José Louis Modabi is the given name of Colgolese-Canadian artist Pierre Kwenders, the exceptionally innovative music-maker behind the Polaris Music Prize-winning album, José Louis and the Paradox of Love.
Bridging the gaps between musical worlds, between the traditional and the future-leaning, between his hometowns of Kinshasa and Montreal, and between the profoundly personal and the universally human, Pierre Kwenders is truly a one-of-a-kind musical visionary. Drawing on jazz, Congolese rhumba, pop, electronica and disco, and singing or rapping in five languages – Lingala, Kikongo, Tshiluba, French, English – he constructs a whole sonic universe on his latest album. There are meditations on love, lust, spirituality, home, family, freedom, culture, and music; all of it deeply centred in his unique, highly personal aesthetic. The expanded Deluxe Edition of José Louis and the Paradox of Love was released June 30, 2023, further deepening the album’s artistic sweep of styles, textures, and perspectives with bonus tracks and re-works.

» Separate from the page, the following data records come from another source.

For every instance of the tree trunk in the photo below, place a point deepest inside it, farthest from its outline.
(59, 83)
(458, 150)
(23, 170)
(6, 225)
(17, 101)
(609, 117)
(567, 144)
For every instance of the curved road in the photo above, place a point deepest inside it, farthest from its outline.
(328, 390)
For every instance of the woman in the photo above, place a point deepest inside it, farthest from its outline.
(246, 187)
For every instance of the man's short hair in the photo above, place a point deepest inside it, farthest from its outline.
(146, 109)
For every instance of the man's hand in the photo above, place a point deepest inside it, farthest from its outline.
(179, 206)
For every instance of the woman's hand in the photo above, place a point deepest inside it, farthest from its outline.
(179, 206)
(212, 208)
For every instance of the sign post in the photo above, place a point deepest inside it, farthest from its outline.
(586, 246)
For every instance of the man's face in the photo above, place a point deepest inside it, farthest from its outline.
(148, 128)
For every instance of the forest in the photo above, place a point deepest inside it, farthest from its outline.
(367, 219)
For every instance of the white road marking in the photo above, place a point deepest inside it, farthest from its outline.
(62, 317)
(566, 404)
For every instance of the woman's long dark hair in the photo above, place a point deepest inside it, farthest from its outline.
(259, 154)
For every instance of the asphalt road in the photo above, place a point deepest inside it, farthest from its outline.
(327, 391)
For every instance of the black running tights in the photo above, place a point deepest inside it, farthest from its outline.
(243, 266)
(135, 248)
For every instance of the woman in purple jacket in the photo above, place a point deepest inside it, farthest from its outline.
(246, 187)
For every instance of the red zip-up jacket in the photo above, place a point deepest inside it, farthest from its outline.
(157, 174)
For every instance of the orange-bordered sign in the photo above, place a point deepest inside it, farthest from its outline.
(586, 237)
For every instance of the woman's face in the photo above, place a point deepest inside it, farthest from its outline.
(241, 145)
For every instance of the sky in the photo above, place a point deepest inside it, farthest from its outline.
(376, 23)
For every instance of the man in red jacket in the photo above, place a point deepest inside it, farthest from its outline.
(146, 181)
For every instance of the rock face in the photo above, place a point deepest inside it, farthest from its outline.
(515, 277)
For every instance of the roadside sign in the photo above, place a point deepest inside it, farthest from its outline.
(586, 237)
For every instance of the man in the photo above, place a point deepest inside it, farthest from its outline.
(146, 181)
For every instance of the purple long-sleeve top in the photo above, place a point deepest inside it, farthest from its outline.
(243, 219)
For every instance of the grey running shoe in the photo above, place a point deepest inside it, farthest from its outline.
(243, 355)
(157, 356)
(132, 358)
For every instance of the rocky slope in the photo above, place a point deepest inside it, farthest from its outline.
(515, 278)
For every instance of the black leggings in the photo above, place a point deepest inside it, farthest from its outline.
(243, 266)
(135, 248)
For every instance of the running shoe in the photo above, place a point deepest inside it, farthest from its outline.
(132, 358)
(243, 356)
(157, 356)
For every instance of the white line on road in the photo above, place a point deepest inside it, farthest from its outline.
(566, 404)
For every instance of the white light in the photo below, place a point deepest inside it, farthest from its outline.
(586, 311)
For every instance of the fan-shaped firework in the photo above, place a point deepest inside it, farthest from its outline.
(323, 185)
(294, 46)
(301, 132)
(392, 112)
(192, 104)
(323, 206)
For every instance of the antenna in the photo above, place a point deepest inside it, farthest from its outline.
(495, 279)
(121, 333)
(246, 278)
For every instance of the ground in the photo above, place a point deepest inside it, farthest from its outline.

In this episode, Pierre Kwenders tells us about his musical background, from growing up singing in church choirs as a kid in Kinshasa to discovering the underground music scene in Montreal, where he moved as a teenager. He talks about the formative influence of Congolese musical heroes like Lokua Kanza and Papa Wemba, and the importance of matriarchs in his life and work. His artistic moniker is from his grandfather’s name, and he wants to stay connected to his birth city of Kinshasa, which “vibrates with music.” He speaks about winning the Polaris Music prize with an album that’s a musical distillation of his own very personal story. We also learn about his guiding philosophy that “love never dies on the dance floor.”